4. Prepare the Job Submission Script
Now, create a shell script to run the pipeline. Create a file called run_sarek.sh:
nano run_sarek.sh
Paste in the following script:
#!/bin/bash --login
#SBATCH --job-name=sarek
#SBATCH --time=24:00:00
#SBATCH --mem=4GB
#SBATCH --cpus-per-task=1
#SBATCH --output=sarek-%j.out
# Load Nextflow
module purge
module load Nextflow
# Set the paths to the genome files
GENOME_DIR="/mnt/research/common-data/Bio/genomes/Ensembl_GRCm39_mm39" #Example GRCm39
FASTA="$GENOME_DIR/genome.fa" # Example FASTA
GTF="$GENOME_DIR/genes.gtf" # Example GTF
# Define the samplesheet, outdir, workdir, and config
SAMPLESHEET="$HOME/sarek/samplesheet.csv" # Example path to sample sheet
OUTDIR="$HOME/sarek/results" # Example path to results directory
WORKDIR="$SCRATCH/sarek/work" # Example path to work directory
CONFIG="$HOME/sarek/icer.config" # Example path to icer.config file
# Run the WGS analysis
nextflow pull nf-core/sarek
nextflow run nf-core/sarek -r 3.5.1 -profile singularity -work-dir $WORKDIR -resume \
--input $SAMPLESHEET \
--outdir $OUTDIR \
--fasta $FASTA \
--gtf $GTF \
--tools cnvkit,strelka \
-c $CONFIG
Make edits as needed. Save and close the file.
5. Submit Your Job
Submit your job to SLURM by typing:
sbatch run_sarek.sh
This sends your job to the scheduler on the HPCC.
6. Monitor Your Job
Check the status of your job with:
squeue -u $USER
After completion, your output files will be in the results
folder inside your sarek
directory.
Note on Sarek Starting Step and Tools
The nf-core/sarek
pipeline gives the option to use different variant calling tools and start at different steps in the analysis.
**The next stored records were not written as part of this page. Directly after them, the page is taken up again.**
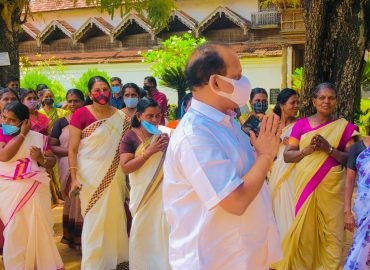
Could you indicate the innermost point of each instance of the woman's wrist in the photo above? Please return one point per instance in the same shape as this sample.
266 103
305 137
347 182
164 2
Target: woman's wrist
330 150
145 155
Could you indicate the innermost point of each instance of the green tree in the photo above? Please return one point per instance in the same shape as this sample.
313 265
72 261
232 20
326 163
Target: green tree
43 71
170 61
337 33
13 13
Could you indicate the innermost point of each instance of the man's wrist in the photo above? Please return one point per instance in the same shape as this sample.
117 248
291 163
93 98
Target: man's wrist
268 157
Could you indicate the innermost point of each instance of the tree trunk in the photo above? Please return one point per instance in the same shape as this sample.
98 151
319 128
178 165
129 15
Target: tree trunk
180 96
9 43
336 36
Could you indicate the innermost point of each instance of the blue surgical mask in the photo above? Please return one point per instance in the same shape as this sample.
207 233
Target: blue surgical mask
131 102
116 89
152 129
9 129
260 107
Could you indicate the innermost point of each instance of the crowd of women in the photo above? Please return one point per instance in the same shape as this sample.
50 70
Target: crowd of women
82 156
312 181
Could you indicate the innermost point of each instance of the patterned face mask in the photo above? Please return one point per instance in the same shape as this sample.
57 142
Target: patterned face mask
260 107
101 98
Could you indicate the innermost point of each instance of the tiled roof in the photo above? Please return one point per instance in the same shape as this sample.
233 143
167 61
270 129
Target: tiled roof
230 14
106 24
66 26
258 50
32 28
243 50
92 57
51 5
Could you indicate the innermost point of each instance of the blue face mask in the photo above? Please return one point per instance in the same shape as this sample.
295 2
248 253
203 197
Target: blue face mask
131 102
116 89
152 129
9 129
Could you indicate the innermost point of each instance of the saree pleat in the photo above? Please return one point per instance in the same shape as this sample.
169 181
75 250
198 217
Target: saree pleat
26 212
149 231
104 235
281 187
By default, nf-core/sarek starts at the pre-processing/mapping step and uses Strelka
for variant calling. Read here and here for more information on starting at different steps in the analysis. Here is a note on the compatibility of the available Sarek tools that can be designated using the --tools
parameter. For more information and to see the available tools and input format, go to nf-core/sarek parameters and click the Help text
option under --tools
. To see the available starting steps and input format, go to nf-core/sarek parameters and click the drop down starting with mapping (default)
next to the --step
parameter. Check out the nf-core/sarek
troubleshooting documentation.
Note on Reference Genomes
Common reference genomes are located in the research common-data space on the HPCC. Refer to the README file for details. For more guidance on downloading reference genomes from Ensembl, see this GitHub repository.
Best Practices
- Review Logs: Regularly check log files for warnings or errors.
- Optimize Resource Usage: Adjust
icer.config
to match your dataset requirements. - Manage Storage: Ensure ample storage for intermediate and final data.
Getting Help
If you encounter issues running nf-core/sarek on the HPCC, consult the following resources:
- nf-core Community: Visit the nf-core website for documentation and support.
- ICER Support: Contact ICER via the MSU ICER support page.
- Slack Channel: Join the nf-core Slack for real-time help.
- Nextflow Documentation: See the Nextflow documentation for additional details.
Conclusion
Running nf-core/sarek on the MSU HPCC is streamlined using Singularity and Nextflow. This guide ensures reproducible and scalable WGS analysis, maximizing the HPCC’s computational resources for bioinformatics research.